A Wrinkle in Time
2003, July 4 - 10:05 p.m.
It's a pretty sad affair when one goes to the drug store to purchase birth control pills and tampons and then buys $30 wrinkle prevention cream. I am terrified of getting wrinkles. I won't have it, I just won't have it. I accept that growing old causes wrinkles but I will not allow myself to get them from sun exposure. Smoking also plays a huge role so thankfully, I do not do that. But this cream was something I read about in an article I was taking a look at while the phramacist was refilling my pill subscription. The teaser for the article caught my eye, as do most tidbits of information concerning wrinkles.
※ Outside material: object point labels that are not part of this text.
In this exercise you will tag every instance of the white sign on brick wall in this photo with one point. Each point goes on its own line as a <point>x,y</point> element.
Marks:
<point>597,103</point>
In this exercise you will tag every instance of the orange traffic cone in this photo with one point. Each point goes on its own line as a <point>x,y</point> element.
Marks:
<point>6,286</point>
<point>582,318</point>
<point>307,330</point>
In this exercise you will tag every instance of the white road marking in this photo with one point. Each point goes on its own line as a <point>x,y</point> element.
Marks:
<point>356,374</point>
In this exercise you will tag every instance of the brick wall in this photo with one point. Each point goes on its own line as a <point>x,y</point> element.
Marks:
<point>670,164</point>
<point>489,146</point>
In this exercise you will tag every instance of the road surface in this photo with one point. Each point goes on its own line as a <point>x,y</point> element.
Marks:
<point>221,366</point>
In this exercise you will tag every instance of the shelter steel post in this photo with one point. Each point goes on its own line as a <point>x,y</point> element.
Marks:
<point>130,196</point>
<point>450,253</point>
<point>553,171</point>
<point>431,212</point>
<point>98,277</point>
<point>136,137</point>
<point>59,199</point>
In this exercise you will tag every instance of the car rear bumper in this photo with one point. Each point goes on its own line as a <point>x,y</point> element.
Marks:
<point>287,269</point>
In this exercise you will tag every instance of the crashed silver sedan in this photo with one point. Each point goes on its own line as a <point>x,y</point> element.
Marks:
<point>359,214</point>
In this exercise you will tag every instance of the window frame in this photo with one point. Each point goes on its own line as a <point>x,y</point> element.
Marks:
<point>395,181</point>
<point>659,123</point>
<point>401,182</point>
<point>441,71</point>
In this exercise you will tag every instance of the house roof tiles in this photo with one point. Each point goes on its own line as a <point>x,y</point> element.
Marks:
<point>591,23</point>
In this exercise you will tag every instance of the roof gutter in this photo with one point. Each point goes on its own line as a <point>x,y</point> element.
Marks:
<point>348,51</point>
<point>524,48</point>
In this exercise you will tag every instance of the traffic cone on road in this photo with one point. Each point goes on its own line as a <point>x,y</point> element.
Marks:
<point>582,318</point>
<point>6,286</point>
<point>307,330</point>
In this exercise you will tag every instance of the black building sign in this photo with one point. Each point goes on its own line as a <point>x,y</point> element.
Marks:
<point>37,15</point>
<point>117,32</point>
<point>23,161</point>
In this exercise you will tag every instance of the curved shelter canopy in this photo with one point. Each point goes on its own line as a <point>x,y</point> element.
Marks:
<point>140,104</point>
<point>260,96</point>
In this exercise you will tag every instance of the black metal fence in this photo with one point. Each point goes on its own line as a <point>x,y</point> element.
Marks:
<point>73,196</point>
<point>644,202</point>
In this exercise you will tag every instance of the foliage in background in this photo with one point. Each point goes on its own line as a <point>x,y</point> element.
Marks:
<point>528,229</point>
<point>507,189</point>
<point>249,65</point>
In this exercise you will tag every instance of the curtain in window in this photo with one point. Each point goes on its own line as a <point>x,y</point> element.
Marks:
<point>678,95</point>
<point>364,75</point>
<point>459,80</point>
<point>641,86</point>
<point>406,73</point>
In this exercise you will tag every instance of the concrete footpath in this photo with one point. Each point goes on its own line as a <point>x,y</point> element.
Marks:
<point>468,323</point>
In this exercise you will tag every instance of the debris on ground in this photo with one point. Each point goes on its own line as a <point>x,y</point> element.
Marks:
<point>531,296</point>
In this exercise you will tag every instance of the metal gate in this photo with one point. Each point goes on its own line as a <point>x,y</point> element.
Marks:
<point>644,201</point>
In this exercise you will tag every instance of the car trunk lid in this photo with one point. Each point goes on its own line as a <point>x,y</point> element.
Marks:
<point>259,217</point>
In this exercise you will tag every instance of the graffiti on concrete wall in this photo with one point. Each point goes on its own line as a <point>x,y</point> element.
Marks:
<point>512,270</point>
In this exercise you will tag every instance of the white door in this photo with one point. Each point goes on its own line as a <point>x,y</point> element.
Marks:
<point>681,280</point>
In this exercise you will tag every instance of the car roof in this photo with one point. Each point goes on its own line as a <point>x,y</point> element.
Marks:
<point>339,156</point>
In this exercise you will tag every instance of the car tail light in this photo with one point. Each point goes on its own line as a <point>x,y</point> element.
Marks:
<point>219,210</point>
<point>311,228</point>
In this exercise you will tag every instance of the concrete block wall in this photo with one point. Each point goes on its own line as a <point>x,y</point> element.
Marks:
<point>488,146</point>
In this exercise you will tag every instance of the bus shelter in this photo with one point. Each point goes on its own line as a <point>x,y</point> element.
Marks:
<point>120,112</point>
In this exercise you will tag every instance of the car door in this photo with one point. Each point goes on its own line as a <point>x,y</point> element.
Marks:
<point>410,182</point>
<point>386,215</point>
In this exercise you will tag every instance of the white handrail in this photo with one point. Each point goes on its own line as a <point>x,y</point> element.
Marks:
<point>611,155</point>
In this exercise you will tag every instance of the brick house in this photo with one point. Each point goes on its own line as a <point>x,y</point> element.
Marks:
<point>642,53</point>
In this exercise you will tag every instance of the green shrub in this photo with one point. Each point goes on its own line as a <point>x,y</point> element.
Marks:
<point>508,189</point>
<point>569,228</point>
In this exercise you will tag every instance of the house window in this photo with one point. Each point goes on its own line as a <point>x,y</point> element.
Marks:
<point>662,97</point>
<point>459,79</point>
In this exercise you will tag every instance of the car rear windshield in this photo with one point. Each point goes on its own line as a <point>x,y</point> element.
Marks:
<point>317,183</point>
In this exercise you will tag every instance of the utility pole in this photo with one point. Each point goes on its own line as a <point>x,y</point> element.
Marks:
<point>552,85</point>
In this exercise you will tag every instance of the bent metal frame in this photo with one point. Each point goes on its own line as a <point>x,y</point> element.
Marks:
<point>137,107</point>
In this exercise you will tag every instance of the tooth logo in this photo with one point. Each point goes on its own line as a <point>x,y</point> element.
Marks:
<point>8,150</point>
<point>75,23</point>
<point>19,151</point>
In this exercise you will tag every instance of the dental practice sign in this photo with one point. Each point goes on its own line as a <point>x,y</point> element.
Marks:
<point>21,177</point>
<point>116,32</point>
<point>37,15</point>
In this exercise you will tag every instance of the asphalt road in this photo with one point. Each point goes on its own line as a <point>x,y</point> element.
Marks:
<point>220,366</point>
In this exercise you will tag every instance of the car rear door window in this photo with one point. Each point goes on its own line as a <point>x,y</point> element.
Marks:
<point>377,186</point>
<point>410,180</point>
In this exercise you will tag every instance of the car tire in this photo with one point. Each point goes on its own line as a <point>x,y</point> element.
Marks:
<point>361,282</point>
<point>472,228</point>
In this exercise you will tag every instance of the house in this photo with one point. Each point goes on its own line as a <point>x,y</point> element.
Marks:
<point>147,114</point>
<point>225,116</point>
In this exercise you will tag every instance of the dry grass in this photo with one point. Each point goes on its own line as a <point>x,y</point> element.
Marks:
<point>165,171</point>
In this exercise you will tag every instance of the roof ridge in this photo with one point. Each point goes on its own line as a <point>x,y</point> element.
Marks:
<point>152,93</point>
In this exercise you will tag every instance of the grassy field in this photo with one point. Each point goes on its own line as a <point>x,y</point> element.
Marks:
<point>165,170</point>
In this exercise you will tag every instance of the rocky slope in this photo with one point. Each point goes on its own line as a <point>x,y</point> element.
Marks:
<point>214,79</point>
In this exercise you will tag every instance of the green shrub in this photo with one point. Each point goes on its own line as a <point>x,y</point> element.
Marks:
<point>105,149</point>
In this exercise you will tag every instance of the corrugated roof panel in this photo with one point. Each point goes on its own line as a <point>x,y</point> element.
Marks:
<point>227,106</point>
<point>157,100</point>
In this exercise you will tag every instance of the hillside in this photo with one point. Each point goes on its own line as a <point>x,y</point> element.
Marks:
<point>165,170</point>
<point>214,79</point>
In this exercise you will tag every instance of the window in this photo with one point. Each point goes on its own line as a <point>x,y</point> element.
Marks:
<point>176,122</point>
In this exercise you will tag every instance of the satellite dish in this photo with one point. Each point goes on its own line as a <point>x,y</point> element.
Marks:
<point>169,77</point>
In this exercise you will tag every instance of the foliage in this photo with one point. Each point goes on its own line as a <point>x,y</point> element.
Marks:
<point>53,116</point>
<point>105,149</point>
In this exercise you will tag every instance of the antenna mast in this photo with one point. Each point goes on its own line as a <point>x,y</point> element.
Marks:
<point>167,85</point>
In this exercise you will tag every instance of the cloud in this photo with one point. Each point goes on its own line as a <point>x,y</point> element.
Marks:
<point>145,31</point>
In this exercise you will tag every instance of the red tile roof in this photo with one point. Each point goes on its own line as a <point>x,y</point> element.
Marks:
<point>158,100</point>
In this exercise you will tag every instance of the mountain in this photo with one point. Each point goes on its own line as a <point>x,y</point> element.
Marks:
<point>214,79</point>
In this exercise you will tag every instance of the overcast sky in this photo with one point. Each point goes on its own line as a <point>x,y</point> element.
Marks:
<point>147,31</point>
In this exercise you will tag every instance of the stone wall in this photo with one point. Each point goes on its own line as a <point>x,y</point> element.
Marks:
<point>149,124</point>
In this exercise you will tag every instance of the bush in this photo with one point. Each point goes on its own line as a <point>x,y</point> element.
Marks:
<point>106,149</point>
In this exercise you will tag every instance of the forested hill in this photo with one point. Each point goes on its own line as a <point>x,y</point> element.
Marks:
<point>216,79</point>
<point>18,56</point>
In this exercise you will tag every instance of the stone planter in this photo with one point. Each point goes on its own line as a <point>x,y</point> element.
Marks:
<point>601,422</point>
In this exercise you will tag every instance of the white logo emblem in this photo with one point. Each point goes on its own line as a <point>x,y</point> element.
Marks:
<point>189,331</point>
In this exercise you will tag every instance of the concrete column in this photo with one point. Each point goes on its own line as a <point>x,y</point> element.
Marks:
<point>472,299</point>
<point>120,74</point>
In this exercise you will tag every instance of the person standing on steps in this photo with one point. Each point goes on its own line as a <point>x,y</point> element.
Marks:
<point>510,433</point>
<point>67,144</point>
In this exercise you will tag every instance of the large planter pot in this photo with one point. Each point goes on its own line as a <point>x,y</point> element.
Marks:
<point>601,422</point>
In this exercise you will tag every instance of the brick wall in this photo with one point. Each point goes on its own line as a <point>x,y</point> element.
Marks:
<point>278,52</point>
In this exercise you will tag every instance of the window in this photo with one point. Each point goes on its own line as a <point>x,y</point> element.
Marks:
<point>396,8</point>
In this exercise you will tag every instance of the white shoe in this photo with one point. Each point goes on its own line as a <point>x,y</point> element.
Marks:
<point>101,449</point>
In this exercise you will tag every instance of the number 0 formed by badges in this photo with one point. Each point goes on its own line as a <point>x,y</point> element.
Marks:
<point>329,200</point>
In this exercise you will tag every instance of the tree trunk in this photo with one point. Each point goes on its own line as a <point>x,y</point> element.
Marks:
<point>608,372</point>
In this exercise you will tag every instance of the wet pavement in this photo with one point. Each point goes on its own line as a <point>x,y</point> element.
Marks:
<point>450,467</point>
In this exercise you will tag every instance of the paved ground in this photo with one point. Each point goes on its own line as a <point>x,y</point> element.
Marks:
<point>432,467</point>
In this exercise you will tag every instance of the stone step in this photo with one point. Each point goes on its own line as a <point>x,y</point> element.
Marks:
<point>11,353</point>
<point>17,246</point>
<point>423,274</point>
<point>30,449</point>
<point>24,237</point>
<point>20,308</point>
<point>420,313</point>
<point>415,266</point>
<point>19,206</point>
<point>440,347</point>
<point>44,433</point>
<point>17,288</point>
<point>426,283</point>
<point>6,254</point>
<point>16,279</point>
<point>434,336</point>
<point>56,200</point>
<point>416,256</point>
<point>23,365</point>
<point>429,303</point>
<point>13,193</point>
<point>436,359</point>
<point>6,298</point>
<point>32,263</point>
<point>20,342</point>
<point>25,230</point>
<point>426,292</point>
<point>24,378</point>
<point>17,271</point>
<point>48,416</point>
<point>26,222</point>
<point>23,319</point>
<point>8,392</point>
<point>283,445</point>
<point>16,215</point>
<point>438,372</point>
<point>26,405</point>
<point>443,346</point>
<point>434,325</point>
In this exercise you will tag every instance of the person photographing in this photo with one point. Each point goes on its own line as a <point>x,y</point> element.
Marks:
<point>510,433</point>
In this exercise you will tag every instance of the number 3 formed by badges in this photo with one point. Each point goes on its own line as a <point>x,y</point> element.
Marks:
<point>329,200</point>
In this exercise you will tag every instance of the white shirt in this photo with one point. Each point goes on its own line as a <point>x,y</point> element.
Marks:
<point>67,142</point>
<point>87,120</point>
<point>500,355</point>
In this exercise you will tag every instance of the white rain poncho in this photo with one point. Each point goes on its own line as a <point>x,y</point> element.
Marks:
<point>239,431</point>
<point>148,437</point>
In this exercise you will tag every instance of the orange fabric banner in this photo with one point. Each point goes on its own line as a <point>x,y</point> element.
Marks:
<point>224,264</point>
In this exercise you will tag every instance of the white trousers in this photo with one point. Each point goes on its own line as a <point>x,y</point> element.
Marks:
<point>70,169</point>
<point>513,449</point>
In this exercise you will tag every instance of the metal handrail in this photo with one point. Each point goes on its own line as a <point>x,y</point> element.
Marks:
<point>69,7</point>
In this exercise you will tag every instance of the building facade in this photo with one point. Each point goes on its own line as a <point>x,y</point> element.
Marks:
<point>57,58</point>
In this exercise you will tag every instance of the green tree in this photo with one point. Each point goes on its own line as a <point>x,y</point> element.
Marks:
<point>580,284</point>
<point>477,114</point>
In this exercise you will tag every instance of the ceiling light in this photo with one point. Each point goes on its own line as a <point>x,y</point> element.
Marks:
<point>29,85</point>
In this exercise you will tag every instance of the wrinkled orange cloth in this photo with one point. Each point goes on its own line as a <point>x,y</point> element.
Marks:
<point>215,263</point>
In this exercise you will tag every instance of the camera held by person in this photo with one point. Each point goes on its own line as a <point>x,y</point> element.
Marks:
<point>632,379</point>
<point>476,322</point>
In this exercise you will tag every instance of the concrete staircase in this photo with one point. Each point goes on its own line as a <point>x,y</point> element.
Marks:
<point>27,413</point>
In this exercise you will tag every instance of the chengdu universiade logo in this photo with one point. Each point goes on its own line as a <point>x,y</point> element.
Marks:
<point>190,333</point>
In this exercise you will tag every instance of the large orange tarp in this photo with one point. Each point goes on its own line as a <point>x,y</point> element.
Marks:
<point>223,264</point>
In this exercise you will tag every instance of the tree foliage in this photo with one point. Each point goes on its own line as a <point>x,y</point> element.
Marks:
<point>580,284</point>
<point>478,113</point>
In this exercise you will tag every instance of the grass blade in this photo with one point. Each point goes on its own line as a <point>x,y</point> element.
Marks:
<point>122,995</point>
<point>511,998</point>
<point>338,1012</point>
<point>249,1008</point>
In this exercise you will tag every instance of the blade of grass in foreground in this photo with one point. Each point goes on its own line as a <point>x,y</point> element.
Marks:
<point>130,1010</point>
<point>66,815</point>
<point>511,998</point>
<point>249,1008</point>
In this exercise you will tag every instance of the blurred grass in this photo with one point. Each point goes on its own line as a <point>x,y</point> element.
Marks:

It was impluse buying. $30 impulse buying and though I feel kind of ashamed, I can't wait to try it out. Not that I should notice any results. I haven't any wrinkles to speak of. It's a preventative. However I can't shake the feeling that I am a total tool for even worrying about such things at the tender age of 20. Wrinkles. Most normal girls my age worry about weight. Then again, I do that too, but not to the extremes I take wrinkle worrying. I will throw a sweater over my head in the deadest heat wave and beathe in hades hot air if it will keep the sun from touching my face. I will position my lounge chair so that my head is in the shade and my body is in the sun and I will move the chair accordingly with the sun's movements across the sky. I suppose we could call it a quirk, though I have never put a dollar amount on it before. I now know it's $30. Possibly more; I'm still quite young yet. Who knows what other expensive creams may tempt me?